Filho, queres ser médico ou doutor?

Pablo Mendaña Alija

Médico

Dado que é o meu primeiro artigo para o Jornal “Minho Digital”, merece uma pequena apresentação da minha pessoa.

O meu nome é Pablo Mendaña Alija, sou de nacionalidade espanhola e vivo e trabalho em Portugal desde Julho do ano 2000. A minha esposa é portuguesa, o meu filho é português e eu, salvo o meu bilhete de identidade e a minha origem, também “sou” português. Penso, vivo, trabalho, rio, sofro e pago os meus impostos em Portugal, pelo que sou mais uma vítima “portuguesa” do país em que vivemos. E o meu trabalho é tentar ser um bom médico (o que não é fácil, mas tento-o!).

GOSTA DESTE CONTEÚDO?

Um dia um colega meu já de certa idade, maravilhosa pessoa, extraordinário profissional e excelente médico, contou-me que o seu pai pensava que ele tinha, pelo seu carácter, um bom perfil para ser juiz. Mas o meu colega disse um dia ao pai que queria estudar Medicina. O pai ficou um pouco pensativo e perguntou-lhe “filho, tu queres ser médico ou doutor?”. Com os seus 17 anos, o meu colega e amigo não entendeu, mas essa simples e inocente pergunta tem-no acompanhado toda a vida e ainda hoje continua a pensar nas palavras sábias do seu pai.

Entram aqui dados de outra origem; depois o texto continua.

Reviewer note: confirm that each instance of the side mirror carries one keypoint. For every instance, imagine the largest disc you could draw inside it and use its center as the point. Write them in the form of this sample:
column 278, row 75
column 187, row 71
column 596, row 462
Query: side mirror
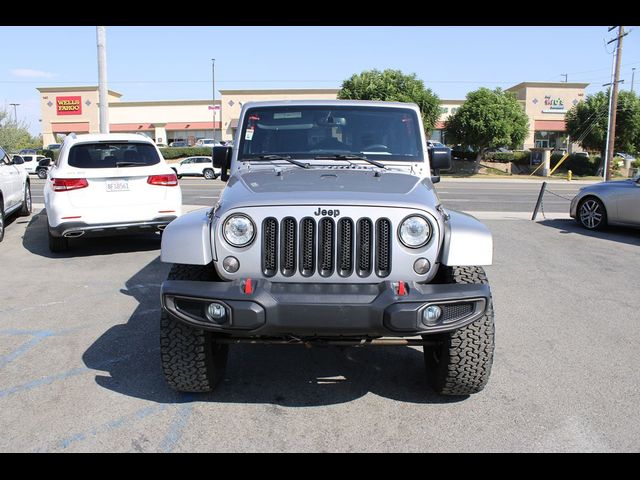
column 222, row 160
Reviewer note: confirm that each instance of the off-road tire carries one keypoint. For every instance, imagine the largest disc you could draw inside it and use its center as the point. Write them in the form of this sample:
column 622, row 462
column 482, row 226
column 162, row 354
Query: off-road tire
column 192, row 360
column 27, row 202
column 460, row 361
column 57, row 244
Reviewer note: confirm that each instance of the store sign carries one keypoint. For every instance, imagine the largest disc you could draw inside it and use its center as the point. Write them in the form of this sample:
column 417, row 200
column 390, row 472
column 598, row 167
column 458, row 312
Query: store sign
column 69, row 105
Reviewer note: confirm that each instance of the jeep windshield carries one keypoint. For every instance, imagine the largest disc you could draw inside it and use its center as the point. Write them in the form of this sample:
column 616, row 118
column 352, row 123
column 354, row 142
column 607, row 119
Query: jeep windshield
column 331, row 132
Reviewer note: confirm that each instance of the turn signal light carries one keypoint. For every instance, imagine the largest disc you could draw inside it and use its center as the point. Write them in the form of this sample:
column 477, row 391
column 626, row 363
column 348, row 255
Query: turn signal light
column 66, row 184
column 166, row 180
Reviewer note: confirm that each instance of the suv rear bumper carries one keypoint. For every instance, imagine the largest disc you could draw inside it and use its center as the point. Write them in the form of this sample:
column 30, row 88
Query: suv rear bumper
column 323, row 310
column 81, row 229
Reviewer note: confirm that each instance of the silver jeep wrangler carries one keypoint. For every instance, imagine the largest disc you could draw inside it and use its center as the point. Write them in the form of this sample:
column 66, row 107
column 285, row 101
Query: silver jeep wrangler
column 329, row 231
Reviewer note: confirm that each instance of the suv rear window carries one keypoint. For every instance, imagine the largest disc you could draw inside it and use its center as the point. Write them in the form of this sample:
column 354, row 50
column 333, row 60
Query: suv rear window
column 112, row 155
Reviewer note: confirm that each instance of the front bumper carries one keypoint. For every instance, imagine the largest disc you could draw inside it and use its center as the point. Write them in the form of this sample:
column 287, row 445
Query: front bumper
column 82, row 229
column 323, row 310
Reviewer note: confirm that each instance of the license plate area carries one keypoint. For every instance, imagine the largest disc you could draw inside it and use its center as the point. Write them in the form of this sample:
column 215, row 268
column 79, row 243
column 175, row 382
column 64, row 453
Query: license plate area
column 117, row 185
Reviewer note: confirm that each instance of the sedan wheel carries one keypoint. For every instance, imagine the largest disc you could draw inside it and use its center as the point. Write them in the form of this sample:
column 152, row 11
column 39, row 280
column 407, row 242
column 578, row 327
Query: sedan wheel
column 592, row 214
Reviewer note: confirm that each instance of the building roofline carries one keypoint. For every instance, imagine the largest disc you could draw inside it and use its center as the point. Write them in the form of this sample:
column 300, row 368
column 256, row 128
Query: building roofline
column 75, row 89
column 548, row 84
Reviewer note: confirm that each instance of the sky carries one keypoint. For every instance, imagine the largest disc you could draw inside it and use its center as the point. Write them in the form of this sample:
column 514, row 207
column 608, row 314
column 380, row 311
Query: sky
column 174, row 63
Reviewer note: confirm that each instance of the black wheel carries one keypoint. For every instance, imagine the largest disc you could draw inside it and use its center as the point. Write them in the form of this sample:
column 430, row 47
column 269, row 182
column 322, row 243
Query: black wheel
column 27, row 204
column 1, row 220
column 460, row 361
column 192, row 360
column 591, row 214
column 57, row 244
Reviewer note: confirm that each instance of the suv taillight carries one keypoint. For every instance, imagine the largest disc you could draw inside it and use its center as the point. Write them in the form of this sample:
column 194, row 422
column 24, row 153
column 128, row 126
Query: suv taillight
column 168, row 180
column 66, row 184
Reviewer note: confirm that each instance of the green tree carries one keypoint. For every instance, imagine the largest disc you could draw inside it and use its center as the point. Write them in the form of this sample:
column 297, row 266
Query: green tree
column 393, row 86
column 15, row 136
column 587, row 122
column 488, row 119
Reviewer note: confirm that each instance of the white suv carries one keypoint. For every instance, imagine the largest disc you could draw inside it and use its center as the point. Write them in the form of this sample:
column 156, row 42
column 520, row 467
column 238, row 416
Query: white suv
column 109, row 184
column 196, row 167
column 15, row 189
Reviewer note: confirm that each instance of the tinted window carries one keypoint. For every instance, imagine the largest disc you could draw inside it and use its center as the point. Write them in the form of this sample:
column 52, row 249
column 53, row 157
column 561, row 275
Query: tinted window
column 113, row 154
column 308, row 131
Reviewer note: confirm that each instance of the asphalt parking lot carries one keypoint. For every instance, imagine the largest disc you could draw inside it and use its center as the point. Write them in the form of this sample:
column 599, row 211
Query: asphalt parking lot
column 80, row 370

Simples, complicada, sem sentido, o porquê dessa pergunta?

Gostava que reflectissem uns instantes sobre este tema.

Para mim, aos meus 56 anos de idade, e depois de tudo o que já vivi no mundo da Medicina (e do que espero que ainda me falte para viver) faz todo o sentido.

Não vamos falar de países (este é espanhol e vem cá dar lições) nem se este é melhor do que o outro, ou ao contrário. Vamos falar como cidadãos portugueses que sofrem na pele, no dia a dia, o resultado da resposta a essa simples pergunta.

Alguém já foi consultar um profissional da Medicina e este lhe falou do pedestal, e o tratou com altivez, como se ele fosse um ser superior e nós umas minhocas, e com uma linguagem que mais bem parecia chinês (porque não se entendia nada)?

Ou alguém procurou falar com um destes profissionais da Medicina e sentiu que o “acesso” a ele era quase pior que ao Presidente da República, com um ar como se nos estivesse a fazer um grandíssimo favor?

E quando nos cobrou por uma consulta de 5-10 minutos 90-100 € (ou mais) e parece que tínhamos acabado de ser roubados por um ladrão qualquer?

Ninguém passou por isto, é uma pura invenção minha? É possível! Mas não esqueçam que passo a minha vida entre profissionais da Medicina e outros profissionais da saúde, e sei muito bem do que falo,por desgracia!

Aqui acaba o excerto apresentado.